Déforestation : le Groupe Casino mis en cause au Brésil et en Colombie
Les images de l’Amazonie en flammes, en août 2019, ont ému le monde entier. L’histoire de cet écosystème unique sacrifié au profit d’intérêts fonciers a beau se dérouler outre-Atlantique, elle est reliée à un groupe français de la grande distribution, Casino, selon le rapport d’Envol vert qui doit être publié mardi 30 juin. Cette association française est allée épauler des organisations d’Amérique du Sud, entre autres des journalistes et des chercheurs du collectif Reporter Brasil, qui ont enquêté sur place pendant un an.
Bois, soja, cacao, huile de palme constituent les principales causes de la déforestation galopante sur la planète. Au Brésil, qui en est le champion du monde, c’est le bœuf, élevé principalement pour sa viande, qui en est le premier responsable. L’Institut national de recherches spatiales (INPE) constate que l’Amazonie a perdu 10 123 kilomètres carrés en 2019, 44 % de plus qu’en 2018, et la dévastation s’accélère en 2020. La destruction des savanes du Cerrado va bon train aussi.
Dans ces deux hauts lieux de la biodiversité planétaire, les feux de forêt, dont la saison démarre ces jours-ci, ont augmenté de 71 % en 2019 par rapport à l’année précédente. Une fois les bois de valeur exploités, les troupeaux gagnent ainsi de nouvelles pâtures, qu’ils occupent de manière particulièrement extensive : 1,31 tête à l’hectare (ha) en moyenne au Brésil, 0,6 en Colombie. Leur expansion est spectaculaire en Colombie, depuis la signature de la paix avec les Forces armées révolutionnaires de Colombie (FARC) en 2016,et au Brésil, deuxième exportateur mondial, qui comptait 158 millions de bêtes en 1994, 214 millions aujourd’hui.

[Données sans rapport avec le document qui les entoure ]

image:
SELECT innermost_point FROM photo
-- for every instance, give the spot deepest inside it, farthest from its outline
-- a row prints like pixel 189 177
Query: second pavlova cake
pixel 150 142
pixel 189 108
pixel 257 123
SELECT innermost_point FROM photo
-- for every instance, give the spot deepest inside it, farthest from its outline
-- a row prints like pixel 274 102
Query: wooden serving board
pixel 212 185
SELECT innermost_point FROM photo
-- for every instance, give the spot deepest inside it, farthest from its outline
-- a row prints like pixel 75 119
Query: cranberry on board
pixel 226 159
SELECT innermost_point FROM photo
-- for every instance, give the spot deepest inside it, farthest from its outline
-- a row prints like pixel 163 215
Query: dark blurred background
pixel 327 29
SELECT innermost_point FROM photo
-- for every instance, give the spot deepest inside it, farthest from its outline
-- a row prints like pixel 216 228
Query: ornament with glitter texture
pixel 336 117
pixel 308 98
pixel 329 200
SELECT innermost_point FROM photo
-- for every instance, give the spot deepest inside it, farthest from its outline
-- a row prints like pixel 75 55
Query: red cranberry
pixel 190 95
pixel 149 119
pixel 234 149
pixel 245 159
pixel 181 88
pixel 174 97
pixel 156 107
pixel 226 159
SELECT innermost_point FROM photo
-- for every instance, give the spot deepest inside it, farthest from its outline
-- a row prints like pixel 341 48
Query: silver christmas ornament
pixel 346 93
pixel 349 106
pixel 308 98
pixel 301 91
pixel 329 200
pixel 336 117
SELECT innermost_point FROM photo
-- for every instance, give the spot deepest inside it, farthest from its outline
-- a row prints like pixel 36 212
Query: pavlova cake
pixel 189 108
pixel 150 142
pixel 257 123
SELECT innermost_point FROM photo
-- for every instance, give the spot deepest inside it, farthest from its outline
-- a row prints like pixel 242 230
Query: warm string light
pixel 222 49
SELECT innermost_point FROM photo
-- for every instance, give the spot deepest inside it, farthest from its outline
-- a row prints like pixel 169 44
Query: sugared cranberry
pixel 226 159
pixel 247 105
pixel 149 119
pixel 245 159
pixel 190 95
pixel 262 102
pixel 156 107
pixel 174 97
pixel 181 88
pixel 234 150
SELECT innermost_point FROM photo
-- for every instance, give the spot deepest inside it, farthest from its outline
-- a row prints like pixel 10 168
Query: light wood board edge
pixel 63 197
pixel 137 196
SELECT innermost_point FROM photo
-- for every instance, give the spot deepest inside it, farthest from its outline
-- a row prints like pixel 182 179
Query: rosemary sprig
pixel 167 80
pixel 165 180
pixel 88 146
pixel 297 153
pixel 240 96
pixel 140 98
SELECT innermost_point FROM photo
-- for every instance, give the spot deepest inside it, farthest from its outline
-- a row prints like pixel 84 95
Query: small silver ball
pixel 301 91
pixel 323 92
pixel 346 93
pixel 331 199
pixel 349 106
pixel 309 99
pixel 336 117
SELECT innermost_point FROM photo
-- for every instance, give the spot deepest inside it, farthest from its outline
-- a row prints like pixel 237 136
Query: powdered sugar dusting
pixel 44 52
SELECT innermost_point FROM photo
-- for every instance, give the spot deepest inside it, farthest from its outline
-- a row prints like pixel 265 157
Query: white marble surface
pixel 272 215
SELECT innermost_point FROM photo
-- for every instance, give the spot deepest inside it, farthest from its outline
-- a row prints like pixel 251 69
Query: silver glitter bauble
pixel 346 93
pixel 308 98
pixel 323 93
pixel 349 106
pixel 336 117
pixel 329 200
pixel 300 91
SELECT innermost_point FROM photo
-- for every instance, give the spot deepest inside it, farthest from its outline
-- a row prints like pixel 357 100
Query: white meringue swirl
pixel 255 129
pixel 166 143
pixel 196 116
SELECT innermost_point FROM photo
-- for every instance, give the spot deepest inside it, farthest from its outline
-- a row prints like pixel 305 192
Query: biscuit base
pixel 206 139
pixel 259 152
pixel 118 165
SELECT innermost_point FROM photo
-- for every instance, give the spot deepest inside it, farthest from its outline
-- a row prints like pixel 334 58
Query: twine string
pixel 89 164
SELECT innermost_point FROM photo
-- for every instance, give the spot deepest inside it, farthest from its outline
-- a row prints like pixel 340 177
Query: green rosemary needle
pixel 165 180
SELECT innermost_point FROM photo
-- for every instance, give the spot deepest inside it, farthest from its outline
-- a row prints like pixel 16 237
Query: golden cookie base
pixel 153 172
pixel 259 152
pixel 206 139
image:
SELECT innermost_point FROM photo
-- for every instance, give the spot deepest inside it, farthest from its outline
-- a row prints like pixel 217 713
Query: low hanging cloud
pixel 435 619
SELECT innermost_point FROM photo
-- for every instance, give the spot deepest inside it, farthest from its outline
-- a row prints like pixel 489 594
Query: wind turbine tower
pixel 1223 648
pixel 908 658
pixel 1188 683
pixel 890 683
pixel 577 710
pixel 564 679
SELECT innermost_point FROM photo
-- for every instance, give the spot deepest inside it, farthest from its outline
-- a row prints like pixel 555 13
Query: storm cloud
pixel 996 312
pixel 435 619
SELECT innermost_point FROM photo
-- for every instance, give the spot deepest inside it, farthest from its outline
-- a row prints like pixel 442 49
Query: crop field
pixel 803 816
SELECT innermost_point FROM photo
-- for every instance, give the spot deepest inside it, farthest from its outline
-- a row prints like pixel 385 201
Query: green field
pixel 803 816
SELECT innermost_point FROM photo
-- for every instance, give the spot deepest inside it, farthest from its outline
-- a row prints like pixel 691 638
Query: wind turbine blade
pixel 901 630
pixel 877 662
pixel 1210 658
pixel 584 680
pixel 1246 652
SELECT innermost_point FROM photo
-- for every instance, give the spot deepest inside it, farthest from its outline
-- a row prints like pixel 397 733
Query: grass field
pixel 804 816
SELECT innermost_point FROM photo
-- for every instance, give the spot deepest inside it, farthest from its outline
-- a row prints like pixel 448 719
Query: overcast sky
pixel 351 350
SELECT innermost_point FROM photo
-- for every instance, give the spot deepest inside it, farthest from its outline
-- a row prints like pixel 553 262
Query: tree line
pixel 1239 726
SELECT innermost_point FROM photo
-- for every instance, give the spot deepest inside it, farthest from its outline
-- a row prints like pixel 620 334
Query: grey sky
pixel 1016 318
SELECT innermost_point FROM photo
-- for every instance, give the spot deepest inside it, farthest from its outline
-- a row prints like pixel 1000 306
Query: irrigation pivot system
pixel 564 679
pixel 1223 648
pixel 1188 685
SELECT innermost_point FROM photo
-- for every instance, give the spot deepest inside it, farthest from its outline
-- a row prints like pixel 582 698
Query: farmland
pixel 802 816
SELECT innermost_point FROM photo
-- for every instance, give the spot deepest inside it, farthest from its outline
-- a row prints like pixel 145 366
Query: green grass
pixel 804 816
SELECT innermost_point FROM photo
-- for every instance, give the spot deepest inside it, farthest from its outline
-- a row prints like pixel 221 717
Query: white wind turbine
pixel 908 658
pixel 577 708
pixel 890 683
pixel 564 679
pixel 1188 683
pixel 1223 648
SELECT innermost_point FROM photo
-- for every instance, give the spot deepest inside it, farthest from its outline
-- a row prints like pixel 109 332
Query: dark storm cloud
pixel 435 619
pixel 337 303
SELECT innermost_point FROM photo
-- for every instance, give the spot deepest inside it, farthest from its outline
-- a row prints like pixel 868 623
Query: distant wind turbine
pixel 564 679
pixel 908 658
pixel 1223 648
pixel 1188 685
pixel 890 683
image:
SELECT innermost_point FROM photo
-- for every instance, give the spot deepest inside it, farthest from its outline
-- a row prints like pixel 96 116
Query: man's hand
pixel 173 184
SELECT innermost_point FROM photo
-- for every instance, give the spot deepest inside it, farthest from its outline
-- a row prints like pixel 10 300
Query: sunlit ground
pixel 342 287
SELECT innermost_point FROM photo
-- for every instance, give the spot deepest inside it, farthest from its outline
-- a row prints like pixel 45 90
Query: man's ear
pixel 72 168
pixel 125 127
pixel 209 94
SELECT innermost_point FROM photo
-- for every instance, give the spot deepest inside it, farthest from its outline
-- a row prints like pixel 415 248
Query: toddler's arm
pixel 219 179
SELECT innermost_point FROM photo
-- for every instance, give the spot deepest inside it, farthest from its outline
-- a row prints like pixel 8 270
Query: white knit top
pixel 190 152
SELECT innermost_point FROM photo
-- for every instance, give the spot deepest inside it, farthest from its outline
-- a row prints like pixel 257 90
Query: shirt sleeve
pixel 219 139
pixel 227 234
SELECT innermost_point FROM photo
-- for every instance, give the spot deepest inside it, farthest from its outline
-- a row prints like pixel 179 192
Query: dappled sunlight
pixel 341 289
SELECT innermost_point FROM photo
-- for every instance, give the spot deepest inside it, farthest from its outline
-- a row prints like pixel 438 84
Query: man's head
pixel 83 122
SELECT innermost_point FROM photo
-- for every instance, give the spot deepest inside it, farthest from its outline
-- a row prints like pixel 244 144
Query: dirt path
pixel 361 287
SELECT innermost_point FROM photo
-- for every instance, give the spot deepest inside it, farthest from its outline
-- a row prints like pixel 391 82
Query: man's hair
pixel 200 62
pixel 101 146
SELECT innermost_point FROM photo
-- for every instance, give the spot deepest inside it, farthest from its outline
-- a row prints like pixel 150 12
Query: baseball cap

43 % du marché colombien« Ce système d’élevage constitue en fait un héritage de la colonisation : il s’agit d’occuper le plus d’espace possible pour affirmer ensuite que cette parcelle d’Amazonie est à soi, analyse Boris Patentreger, membre d’Envol vert, qui a coordonné l’enquête sur place. C’est une forme de spéculation foncière puisqu’on peut la revendre ensuite un bon prix. » Et la grande distribution y aurait une part de responsabilité en raison de son peu d’empressement à améliorer la traçabilité de son approvisionnement, en particulier en Colombie, souligne le rapport.
Or Casino est bien présent dans les deux pays, où la consommation nationale de bœuf est importante. Le groupe occupe 15 % du marché au Brésil, avec sa filiale Grupo Pao Açucar (GPA) et ses enseignes Assai et Extra ; 43 % en Colombie, avec Exito. Il y réalise 47 % de son chiffre d’affaires global. En France, la société, elle-même détenue par Rallye, est propriétaire d’une série d’enseignes comme Monoprix, Franprix, Leader Price, Spar, mais aussi de Naturalia, et met en avant une image de distributeur responsable. Envol vert et ses partenaires reprochent d’autant plus au distributeur ses lacunes dans le contrôle de l’origine des bœufs.